I know this is platform-specific question, however, I would like to do some run-time analysis of an application to detect cache misses and hits. I know cachegrind, a tool for valgrind, and of vtune, and that a slew of other profiling utilities exist. However, I am interested, in implementing my own version of cache-miss detection. I know cachegrind acts as a cache-simulator. Without hacking apart the kernel, how can I detect a cache-miss pragmatically? I have a feeling this is nearly impossible for a user-land application, but I had to ask anyways.
How can I detect a cache-miss pragmatically [without cache simulation]?
Caches are managed by hardware - not the kernel. Their parameters (levels of cache, size, kick-out policy, write-back/write-through, etc.) are all processor implementation-specific. As a programmer you're "not supposed to know they exist". Thus, to measure cache-miss performance without cache simulation is impossible.

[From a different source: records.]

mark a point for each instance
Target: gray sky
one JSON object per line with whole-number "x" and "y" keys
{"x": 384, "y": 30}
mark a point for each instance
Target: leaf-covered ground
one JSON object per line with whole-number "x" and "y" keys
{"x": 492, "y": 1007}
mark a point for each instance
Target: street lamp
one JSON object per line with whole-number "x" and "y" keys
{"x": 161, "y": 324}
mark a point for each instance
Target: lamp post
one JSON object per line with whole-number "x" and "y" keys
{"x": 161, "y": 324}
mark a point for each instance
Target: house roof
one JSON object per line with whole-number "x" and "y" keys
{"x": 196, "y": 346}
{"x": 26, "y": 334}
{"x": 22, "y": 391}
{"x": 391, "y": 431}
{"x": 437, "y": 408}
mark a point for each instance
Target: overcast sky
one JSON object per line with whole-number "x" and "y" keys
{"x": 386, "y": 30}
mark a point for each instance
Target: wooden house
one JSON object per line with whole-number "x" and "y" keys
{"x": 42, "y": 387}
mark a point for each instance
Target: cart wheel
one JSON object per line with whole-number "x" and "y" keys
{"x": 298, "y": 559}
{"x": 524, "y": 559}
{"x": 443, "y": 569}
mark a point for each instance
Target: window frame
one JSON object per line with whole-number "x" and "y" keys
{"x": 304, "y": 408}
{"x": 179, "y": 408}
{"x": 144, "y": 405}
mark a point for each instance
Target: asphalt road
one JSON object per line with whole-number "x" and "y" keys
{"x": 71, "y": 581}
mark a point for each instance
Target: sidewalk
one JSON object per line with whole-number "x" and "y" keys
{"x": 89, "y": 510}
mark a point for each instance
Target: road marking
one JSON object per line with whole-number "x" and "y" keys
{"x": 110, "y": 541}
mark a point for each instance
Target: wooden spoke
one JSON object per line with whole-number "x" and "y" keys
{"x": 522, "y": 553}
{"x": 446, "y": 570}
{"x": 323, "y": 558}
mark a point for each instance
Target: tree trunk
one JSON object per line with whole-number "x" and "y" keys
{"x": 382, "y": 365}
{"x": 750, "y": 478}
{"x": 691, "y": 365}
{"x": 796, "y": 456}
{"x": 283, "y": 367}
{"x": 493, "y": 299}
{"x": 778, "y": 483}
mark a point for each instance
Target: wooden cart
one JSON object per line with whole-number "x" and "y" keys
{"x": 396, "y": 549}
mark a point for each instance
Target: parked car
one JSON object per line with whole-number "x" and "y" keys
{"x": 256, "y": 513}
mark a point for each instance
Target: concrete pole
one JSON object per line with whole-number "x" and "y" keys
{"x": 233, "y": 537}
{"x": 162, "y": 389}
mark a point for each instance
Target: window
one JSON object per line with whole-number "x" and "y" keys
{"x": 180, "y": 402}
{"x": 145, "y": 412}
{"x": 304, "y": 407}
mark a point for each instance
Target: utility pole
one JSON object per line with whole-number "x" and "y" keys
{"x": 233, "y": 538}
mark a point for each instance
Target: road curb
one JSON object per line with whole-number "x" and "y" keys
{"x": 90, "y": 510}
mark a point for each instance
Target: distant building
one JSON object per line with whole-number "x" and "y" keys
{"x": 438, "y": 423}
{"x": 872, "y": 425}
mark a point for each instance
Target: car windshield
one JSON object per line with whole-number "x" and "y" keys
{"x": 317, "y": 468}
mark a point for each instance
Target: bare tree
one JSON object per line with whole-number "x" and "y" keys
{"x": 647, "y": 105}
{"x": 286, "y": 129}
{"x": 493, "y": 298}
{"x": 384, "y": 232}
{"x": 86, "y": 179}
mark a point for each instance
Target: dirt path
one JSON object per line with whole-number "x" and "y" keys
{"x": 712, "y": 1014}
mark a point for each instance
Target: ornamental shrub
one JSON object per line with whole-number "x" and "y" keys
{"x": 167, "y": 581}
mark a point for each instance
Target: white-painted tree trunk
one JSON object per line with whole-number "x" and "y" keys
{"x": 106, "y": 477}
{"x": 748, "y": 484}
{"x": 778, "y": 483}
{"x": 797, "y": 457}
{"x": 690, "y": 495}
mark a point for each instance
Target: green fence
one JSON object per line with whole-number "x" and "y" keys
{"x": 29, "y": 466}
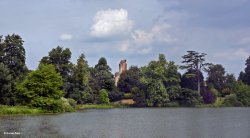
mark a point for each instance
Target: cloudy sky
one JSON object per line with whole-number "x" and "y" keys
{"x": 137, "y": 30}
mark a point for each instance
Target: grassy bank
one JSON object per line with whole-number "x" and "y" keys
{"x": 18, "y": 110}
{"x": 100, "y": 106}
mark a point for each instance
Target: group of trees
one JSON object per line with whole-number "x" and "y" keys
{"x": 157, "y": 84}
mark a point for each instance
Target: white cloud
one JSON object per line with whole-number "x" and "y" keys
{"x": 66, "y": 36}
{"x": 241, "y": 53}
{"x": 111, "y": 22}
{"x": 233, "y": 55}
{"x": 244, "y": 41}
{"x": 141, "y": 42}
{"x": 159, "y": 33}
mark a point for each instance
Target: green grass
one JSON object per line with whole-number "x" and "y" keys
{"x": 99, "y": 106}
{"x": 18, "y": 110}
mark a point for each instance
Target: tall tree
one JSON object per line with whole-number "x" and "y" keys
{"x": 79, "y": 88}
{"x": 195, "y": 61}
{"x": 129, "y": 79}
{"x": 216, "y": 76}
{"x": 60, "y": 58}
{"x": 5, "y": 84}
{"x": 101, "y": 78}
{"x": 189, "y": 81}
{"x": 13, "y": 55}
{"x": 245, "y": 76}
{"x": 41, "y": 89}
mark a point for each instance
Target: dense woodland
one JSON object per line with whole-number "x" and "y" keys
{"x": 158, "y": 84}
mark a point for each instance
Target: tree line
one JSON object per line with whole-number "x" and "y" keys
{"x": 157, "y": 84}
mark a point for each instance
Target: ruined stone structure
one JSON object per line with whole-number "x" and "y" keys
{"x": 122, "y": 68}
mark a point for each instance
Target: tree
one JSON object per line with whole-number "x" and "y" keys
{"x": 216, "y": 76}
{"x": 101, "y": 78}
{"x": 187, "y": 97}
{"x": 157, "y": 94}
{"x": 208, "y": 96}
{"x": 5, "y": 84}
{"x": 190, "y": 82}
{"x": 12, "y": 55}
{"x": 103, "y": 96}
{"x": 129, "y": 79}
{"x": 195, "y": 61}
{"x": 60, "y": 58}
{"x": 41, "y": 88}
{"x": 245, "y": 76}
{"x": 78, "y": 84}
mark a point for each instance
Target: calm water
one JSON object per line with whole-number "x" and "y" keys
{"x": 134, "y": 123}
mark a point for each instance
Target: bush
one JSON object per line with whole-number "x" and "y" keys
{"x": 231, "y": 100}
{"x": 72, "y": 102}
{"x": 48, "y": 104}
{"x": 115, "y": 96}
{"x": 208, "y": 97}
{"x": 103, "y": 96}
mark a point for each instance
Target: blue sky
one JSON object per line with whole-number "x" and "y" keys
{"x": 137, "y": 30}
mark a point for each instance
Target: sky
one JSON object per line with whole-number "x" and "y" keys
{"x": 135, "y": 30}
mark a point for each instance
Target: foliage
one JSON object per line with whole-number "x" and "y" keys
{"x": 103, "y": 96}
{"x": 60, "y": 58}
{"x": 129, "y": 79}
{"x": 101, "y": 78}
{"x": 5, "y": 84}
{"x": 242, "y": 92}
{"x": 78, "y": 84}
{"x": 115, "y": 95}
{"x": 12, "y": 55}
{"x": 231, "y": 101}
{"x": 157, "y": 94}
{"x": 195, "y": 61}
{"x": 216, "y": 76}
{"x": 41, "y": 88}
{"x": 191, "y": 82}
{"x": 187, "y": 97}
{"x": 139, "y": 97}
{"x": 208, "y": 96}
{"x": 245, "y": 76}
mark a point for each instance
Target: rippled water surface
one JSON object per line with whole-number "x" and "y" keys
{"x": 134, "y": 123}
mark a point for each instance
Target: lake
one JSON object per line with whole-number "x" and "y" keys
{"x": 133, "y": 123}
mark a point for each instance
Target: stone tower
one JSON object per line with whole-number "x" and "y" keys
{"x": 122, "y": 68}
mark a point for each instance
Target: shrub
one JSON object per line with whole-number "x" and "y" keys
{"x": 208, "y": 97}
{"x": 231, "y": 100}
{"x": 103, "y": 96}
{"x": 48, "y": 104}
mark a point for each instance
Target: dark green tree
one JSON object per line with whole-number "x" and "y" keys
{"x": 189, "y": 81}
{"x": 5, "y": 84}
{"x": 103, "y": 97}
{"x": 157, "y": 94}
{"x": 245, "y": 76}
{"x": 12, "y": 55}
{"x": 60, "y": 58}
{"x": 78, "y": 83}
{"x": 195, "y": 61}
{"x": 129, "y": 79}
{"x": 41, "y": 88}
{"x": 216, "y": 76}
{"x": 101, "y": 78}
{"x": 187, "y": 97}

On the other hand VM pages (a much coarser "cache" - in the sense that a cache holds chunks of memory) are managed by the OS. I imagine there would be ways to gather statistics about page faults by hacking at the kernel or even creating a nifty user application. Page fault statistics may not be that much of use to you (especially since they're affected by other running processes), but an application using large amounts of RAM might (a teeny, tiny bit) have page-fault or page-access patterns similar to CPU cache access patterns. However, I'm not so sure about the details.